In many developing tissues, gradients of extracellular signalling molecules – often termed morphogens – act as patterning cues by dividing the tissue into a series of molecularly distinct territories.
This is the case in the ventral neural tube where a gradient of Shh signalling divides neural progenitors into a series of domains arrayed along the dorsal-ventral axis.
Most models of morphogen interpretation are based on the idea that thresholds of morphogen concentration determine cell identity. In this view, increasing concentrations of morphogen generate increasing levels of intracellular signalling with the result that distinct target genes are activated at different levels of signalling.
However, we found that the duration, as well as the level, of Shh signalling is important for morphogen interpretation in the neural tube. This has led to a revision of the morphogen concept in which the dynamics of the morphogen drive patterning.
We hypothesize that the wiring of the intracellular transduction pathway generates temporal adaptation. To investigate this we are developing reagents that provide quantitative, dynamic measures of pathway activity. High resolution, quantitative data of the kinetics of Shh signalling in the neural tube are the starting point for testable dynamical systems models of Shh signal transduction
Developmental noise and spatiotemporal precision
The precision of the Shh morphogen gradient does not appear sufficient to explain the precision of developmental patterning. However the mechanisms that reinforce patterning and filter noise in gradient formation, morphogen signalling, and target gene expression are poorly understood.
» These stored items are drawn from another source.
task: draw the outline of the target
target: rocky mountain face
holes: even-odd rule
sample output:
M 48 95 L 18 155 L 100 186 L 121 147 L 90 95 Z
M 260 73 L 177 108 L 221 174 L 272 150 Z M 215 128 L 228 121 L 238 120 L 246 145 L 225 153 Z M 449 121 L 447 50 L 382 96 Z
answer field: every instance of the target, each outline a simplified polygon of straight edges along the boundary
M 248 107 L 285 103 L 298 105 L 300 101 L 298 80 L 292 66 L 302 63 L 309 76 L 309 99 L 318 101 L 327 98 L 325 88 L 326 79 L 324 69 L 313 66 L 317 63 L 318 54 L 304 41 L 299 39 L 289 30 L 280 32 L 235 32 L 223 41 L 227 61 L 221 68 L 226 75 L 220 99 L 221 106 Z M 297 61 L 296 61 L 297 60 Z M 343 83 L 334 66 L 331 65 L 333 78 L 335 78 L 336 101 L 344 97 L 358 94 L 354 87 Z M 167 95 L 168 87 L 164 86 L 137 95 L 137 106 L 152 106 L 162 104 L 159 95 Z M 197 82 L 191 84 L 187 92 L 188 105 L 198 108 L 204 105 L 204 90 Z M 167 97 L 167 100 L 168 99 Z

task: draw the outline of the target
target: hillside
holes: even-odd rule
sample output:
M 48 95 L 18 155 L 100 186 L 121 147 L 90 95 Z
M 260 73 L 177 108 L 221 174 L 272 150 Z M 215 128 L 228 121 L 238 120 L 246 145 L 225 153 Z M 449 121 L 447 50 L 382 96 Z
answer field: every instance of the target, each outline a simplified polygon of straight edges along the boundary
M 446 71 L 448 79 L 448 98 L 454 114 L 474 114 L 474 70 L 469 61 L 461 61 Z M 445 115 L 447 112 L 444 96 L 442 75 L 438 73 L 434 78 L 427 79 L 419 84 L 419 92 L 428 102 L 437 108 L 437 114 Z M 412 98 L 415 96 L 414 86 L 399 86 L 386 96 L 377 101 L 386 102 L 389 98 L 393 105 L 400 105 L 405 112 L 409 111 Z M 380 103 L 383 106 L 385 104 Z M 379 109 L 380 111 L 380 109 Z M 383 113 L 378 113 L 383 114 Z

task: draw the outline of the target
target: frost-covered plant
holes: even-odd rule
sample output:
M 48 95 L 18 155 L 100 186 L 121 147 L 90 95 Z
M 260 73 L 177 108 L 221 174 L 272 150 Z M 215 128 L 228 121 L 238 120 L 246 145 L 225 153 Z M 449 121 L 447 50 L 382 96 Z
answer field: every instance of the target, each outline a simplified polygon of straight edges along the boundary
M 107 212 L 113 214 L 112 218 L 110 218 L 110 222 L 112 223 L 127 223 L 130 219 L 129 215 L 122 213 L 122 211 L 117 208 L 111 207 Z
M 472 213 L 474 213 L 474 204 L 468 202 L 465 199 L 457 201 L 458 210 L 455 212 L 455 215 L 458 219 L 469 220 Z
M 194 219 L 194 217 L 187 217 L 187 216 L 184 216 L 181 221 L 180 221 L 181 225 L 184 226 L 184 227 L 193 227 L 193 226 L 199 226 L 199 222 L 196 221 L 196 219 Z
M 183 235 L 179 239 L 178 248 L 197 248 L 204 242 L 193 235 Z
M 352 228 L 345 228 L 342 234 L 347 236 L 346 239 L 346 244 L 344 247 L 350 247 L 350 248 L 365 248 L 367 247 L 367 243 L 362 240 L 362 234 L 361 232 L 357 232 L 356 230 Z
To measure spatial and temporal fluctuations in Shh pathway activity, we are using reporters that monitor the activity of Gli proteins, the transcriptional effectors of Shh signalling.
The downstream gene regulatory network (GRN) may buffer the effects of signalling noise and fluctuations in morphogen concentration. This provides a means to filter and temporally average signal input that would buffer temporal fluctuations in morphogen signalling.
To test this we are developing reporters for targets of Shh signalling in the ventral neural tube. These will provide measurements of cell-to-cell variability in Shh signalling and transcriptional responses. Based on these data, we are developing mathematical models of the conversion of the Shh signalling activity into gene regulation and the influence of noise on this process.